Institute for Organic Chemistry and Biochemistry, Technische Universität Darmstadt, Alarich-Weiss-Strasse 4, D-64287 Darmstadt, Germany.
Ferring Darmstadt Labs, Alarich-Weiss-Strasse 4, D-64287 Darmstadt, Germany.
Protein Eng Des Sel. 2020 Sep 14;33. doi: 10.1093/protein/gzaa025.

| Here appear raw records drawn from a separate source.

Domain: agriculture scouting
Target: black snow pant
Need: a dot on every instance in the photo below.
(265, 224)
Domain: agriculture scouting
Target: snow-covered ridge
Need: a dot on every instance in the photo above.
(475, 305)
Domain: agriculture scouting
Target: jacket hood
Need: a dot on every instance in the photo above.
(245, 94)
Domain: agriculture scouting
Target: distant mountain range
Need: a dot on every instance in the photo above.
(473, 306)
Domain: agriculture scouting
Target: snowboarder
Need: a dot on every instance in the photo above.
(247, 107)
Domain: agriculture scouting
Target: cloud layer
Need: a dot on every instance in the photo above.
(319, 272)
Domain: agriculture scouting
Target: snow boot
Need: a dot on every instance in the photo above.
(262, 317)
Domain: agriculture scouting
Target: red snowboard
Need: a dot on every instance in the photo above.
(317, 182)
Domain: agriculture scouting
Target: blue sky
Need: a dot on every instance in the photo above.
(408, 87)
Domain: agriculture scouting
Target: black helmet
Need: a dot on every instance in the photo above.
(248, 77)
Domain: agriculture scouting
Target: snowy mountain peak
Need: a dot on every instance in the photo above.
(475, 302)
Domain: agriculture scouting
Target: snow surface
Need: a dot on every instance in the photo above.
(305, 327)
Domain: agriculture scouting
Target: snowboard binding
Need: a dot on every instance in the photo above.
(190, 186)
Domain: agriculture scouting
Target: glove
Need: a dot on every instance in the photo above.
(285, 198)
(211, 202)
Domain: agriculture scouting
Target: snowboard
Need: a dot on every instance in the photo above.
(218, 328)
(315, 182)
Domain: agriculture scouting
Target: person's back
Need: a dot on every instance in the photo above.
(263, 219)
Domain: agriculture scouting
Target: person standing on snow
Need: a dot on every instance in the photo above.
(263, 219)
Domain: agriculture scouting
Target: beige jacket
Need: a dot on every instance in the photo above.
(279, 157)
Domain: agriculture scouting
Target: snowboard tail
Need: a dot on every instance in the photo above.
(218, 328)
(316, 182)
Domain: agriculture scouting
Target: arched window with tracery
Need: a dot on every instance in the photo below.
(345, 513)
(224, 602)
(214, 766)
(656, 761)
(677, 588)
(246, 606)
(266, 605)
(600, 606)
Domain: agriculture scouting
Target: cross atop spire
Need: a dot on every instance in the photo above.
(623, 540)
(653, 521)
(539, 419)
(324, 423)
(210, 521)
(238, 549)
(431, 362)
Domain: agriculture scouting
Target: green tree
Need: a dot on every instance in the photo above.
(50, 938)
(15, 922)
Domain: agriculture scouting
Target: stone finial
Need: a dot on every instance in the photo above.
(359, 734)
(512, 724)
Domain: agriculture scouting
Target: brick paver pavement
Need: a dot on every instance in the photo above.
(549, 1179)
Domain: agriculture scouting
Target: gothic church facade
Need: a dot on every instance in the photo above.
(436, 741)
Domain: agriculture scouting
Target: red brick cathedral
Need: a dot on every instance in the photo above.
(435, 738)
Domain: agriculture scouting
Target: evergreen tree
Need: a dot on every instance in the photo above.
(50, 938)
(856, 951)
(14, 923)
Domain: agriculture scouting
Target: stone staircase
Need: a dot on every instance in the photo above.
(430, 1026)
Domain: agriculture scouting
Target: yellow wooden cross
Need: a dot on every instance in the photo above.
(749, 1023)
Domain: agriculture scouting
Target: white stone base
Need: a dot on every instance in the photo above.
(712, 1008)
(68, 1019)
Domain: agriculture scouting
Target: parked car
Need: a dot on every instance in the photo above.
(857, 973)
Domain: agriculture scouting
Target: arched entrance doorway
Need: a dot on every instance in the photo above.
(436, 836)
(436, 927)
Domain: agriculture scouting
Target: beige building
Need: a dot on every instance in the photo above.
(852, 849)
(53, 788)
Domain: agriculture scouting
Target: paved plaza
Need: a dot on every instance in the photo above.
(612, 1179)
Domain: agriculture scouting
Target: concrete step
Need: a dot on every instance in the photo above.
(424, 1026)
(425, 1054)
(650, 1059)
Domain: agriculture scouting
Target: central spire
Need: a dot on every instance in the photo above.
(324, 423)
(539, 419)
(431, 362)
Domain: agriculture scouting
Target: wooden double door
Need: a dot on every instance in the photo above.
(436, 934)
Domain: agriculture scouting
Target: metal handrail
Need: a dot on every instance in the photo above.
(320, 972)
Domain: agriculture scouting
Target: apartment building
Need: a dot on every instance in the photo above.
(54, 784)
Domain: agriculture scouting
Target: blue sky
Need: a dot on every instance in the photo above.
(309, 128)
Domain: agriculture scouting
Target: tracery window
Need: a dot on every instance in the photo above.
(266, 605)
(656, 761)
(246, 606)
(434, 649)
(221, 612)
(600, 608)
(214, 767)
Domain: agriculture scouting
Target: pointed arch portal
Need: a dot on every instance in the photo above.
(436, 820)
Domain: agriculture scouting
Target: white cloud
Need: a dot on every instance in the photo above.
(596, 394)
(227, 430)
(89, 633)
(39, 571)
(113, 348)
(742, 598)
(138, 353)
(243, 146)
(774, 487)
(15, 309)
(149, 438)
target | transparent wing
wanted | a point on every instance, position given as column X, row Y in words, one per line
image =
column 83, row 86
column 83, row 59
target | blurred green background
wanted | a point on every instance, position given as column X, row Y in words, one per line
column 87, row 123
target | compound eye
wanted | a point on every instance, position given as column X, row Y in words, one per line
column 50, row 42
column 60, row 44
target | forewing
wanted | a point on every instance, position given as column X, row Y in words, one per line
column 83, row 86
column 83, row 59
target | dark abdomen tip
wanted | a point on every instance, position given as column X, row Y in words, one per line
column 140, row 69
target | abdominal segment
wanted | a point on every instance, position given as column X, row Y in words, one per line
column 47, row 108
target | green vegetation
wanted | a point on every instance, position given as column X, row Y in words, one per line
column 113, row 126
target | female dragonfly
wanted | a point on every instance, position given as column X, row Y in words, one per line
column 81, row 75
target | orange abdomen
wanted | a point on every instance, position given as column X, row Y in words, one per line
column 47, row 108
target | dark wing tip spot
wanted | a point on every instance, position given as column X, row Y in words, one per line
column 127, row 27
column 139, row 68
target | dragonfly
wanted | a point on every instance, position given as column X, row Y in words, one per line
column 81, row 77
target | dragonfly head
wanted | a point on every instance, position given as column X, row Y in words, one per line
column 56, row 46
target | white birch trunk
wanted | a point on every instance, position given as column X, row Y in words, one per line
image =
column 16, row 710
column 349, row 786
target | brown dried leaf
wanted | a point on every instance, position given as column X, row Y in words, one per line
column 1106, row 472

Established monoclonal antibodies (mAbs) allow treatment of cancers, autoimmune diseases and other severe illnesses. Side effects either arise due to interaction with the target protein and its biology or result from of the patient's immune system reacting to the foreign protein. This immunogenic reaction against therapeutic antibodies is dependent on various factors. The presence of non-human sequences can trigger immune responses as well as chemical and post-translational modifications of the antibody. However, even fully human antibodies can induce immune response through T cell epitopes or aggregates. In this review, we briefly describe, how therapeutic antibodies can interact with the patient's immune system and summarize recent advancements in protein engineering and in silico methods to reduce immunogenicity of therapeutic monoclonal antibodies.
已确立的单克隆抗体 (mAbs) 可用于治疗癌症、自身免疫性疾病和其他严重疾病。副作用要么是由于与靶蛋白及其生物学的相互作用引起的,要么是由于患者的免疫系统对该外来蛋白的反应引起的。这种针对治疗性抗体的免疫原性反应取决于各种因素。非人类序列的存在可以触发免疫反应,以及抗体的化学和翻译后修饰。然而,即使是完全人源化的抗体也可以通过 T 细胞表位或聚集物诱导免疫反应。在这篇综述中,我们简要描述了治疗性抗体如何与患者的免疫系统相互作用,并总结了最近在蛋白质工程和计算方法方面的进展,以降低治疗性单克隆抗体的免疫原性。